Back Calculate Heat Exchanger from Test Data

[pcarrollg]

Hi,

I'm looking to backcalculate the properties of a heat exchanger we've purchased based on test data to characterize the heat exchanger. This is an air to air heat exchanger and we're assuming it's dry air. What I'm looking to calculate is:

1. Surface Area
2. Heat Duty
3. Heat Transfer Coefficient.

The data I have is

-Tube side inlet and exit temperatures
-Shell side inlet and exit temperatures
- Tube diameter and size
- Shell I.D. and O.D.
- Tube side and shell side flow rates
- Nominal tube length

I think i'm most of the way there, i'm just stuck at the end with an NTU value and a UA, and I'm not sure how to go from there to my three items above. My steps were...

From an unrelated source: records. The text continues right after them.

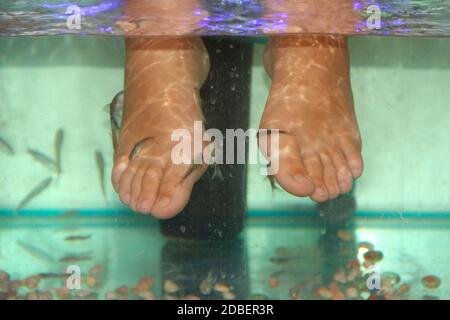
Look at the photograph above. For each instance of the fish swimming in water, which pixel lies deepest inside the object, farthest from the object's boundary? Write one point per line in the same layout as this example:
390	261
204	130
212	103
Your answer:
59	138
6	147
75	258
101	173
38	189
116	117
35	252
77	238
69	214
43	159
116	114
207	284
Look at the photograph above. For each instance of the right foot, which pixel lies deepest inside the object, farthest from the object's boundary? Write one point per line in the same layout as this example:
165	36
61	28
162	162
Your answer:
163	78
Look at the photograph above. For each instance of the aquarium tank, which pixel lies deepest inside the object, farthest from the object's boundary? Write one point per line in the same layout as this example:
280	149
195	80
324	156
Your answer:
94	206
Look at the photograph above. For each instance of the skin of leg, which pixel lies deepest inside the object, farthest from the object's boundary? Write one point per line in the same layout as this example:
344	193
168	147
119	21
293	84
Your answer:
311	103
162	82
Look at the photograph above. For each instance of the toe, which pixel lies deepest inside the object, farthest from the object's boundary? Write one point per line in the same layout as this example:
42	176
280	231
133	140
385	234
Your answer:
150	186
330	176
120	165
122	158
136	187
292	175
125	184
354	159
174	192
315	169
344	173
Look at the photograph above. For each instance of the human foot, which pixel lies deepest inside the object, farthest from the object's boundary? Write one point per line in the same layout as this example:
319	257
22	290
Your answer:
163	78
311	103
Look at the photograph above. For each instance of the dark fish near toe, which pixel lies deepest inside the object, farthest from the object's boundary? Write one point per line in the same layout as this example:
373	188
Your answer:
43	159
116	114
101	172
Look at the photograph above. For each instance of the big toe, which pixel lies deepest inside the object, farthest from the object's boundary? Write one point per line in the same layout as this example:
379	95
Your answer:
175	191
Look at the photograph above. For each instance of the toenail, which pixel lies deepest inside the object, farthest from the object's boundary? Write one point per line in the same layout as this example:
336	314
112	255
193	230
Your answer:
145	206
164	201
356	171
301	178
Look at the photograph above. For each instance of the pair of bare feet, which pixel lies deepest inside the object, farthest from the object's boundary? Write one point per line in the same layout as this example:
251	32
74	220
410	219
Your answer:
310	102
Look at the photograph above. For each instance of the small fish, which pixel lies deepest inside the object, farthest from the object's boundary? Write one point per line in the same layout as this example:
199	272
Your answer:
44	184
115	114
77	238
101	173
59	138
73	259
69	214
207	284
43	159
35	252
6	147
51	275
281	260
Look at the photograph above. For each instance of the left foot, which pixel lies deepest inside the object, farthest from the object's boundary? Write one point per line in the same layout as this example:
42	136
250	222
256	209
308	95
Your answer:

- Find all the properties of the shell side and tube side fluids
- Find shell side fluid capacity using: Capacity shell side = (mass flow rate shell side) *specific heat
- Find tube side fluid capacity using: Capacity tube side = (mass flow rate tube side) *specific heat
- find c_min/c_max using the previous two heat capacities
- find actual heat transfer rate, max possible heat transfer rate, and divide them to get effectiveness.
- Use effectiveness to find the NTU using the table on page 11 for a shell and tube one-shell pass heat exchanger
- find UA from UA = NTU*minimum heat capacity

I'm stuck after this since I don't know what the inner tube layout is. Any help is greatly appreciated.

 

[Caloooomi]

Could you not just look at the nameplate and check with the manufacturer for the tube layour?

 

[EdStainless]

You need to know what standard (HEI?) this was designed under, and then use those design rules in order to try and get a fit. They will have various correction factors and allowances built in.

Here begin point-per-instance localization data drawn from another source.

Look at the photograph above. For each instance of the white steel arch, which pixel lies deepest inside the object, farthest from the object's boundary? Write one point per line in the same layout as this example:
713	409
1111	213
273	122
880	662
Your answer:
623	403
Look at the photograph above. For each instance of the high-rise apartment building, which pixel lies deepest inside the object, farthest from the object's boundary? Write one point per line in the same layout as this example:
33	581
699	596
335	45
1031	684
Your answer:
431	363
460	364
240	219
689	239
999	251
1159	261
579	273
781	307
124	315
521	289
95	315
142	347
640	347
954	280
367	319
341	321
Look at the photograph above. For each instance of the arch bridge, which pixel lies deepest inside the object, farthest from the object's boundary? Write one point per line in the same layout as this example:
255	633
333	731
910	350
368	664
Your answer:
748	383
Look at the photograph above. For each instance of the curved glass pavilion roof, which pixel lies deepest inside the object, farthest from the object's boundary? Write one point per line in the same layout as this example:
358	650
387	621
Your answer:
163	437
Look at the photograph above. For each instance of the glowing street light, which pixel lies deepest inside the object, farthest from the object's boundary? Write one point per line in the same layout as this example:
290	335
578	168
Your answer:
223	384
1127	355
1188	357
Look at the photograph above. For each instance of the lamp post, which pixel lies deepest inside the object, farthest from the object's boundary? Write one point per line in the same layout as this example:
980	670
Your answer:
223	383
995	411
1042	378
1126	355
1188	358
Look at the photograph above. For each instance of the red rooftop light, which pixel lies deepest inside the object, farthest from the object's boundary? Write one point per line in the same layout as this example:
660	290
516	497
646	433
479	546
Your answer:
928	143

= = = = = = = = = = = = = = = = = = = =
P.E. Metallurgy, Plymouth Tube

 

[pcarrollg]

It is an NEN type fixed tubesheet.

Where would i find the design rules for this? It adheres to TEMA guidelines.

 

[MintJulep]

-Tube side inlet and exit temperatures
-Shell side inlet and exit temperatures
- Tube diameter and size
- Shell I.D. and O.D.
- Tube side and shell side flow rates
- Nominal tube length

With the green items above plus the number of tubes you can calculate directly the surface area.

From tube size and tube flow and fluid properties you can calculate coefficient of convection.

 

[pcarrollg]

Oh I think I understand. So I was looking to solve for this equation for the shell side area:

As = DsCB/Pt

where Ds = inner shell diameter
C = clearence
B = baffle spacing
Pt = Tube pitch

But I dont think there are any baffles. So instead I should be able to just use

As = pi*Ds^2/4 - pi*(Tube outer diameter)^2/4*number of tubes

And then the surface area would be

SA = pi*(Tube outer diameter)^2/4*number of tubes*nominal length


But I'm looking to check the surface based off of our test data. So i'm also looking for a way to estimate surface area based off of the change in temperature and flow rate in the heat exchanger.... if that is possible.

 

[marty007]

The three values you are looking to calculate:
1) Surface area: Calculating surface area from number of tubes, tube diameter, and tube length will give you by far the most accurate result. It will also be the result that you will trust the most because it is based on as-built geometry.

2) Heat duty: It's just the change in temperature multiplied by the flowrate and the heat capacity. You can calculate this twice, once for the tubeside and once for the shellside, and you will get slightly different answers due to the accuracy of your inputs. All three of your values will have uncertainties associated with them; instruments have a certain accuracy and specific heat will be based on correlations/exact chemical composition. Your calculated values should still be relatively close though.

3) Heat transfer coefficient: Most heat transfer textbooks will point you towards heat transfer coefficients for tubeside/shellside flow. Whatever you come up with though will undoubtedly be the least accurate compared to the surface area/heat duty values. You will need to calculate two coefficients (shellside/tubeside), each of which is based on correlations that come with pretty significant uncertainties. Whatever you come up with should be taken with a huge grain of salt.

Good luck,

 

[srfish]

Unless this is a very short shell-and-tube heat exchanger, there will be baffles.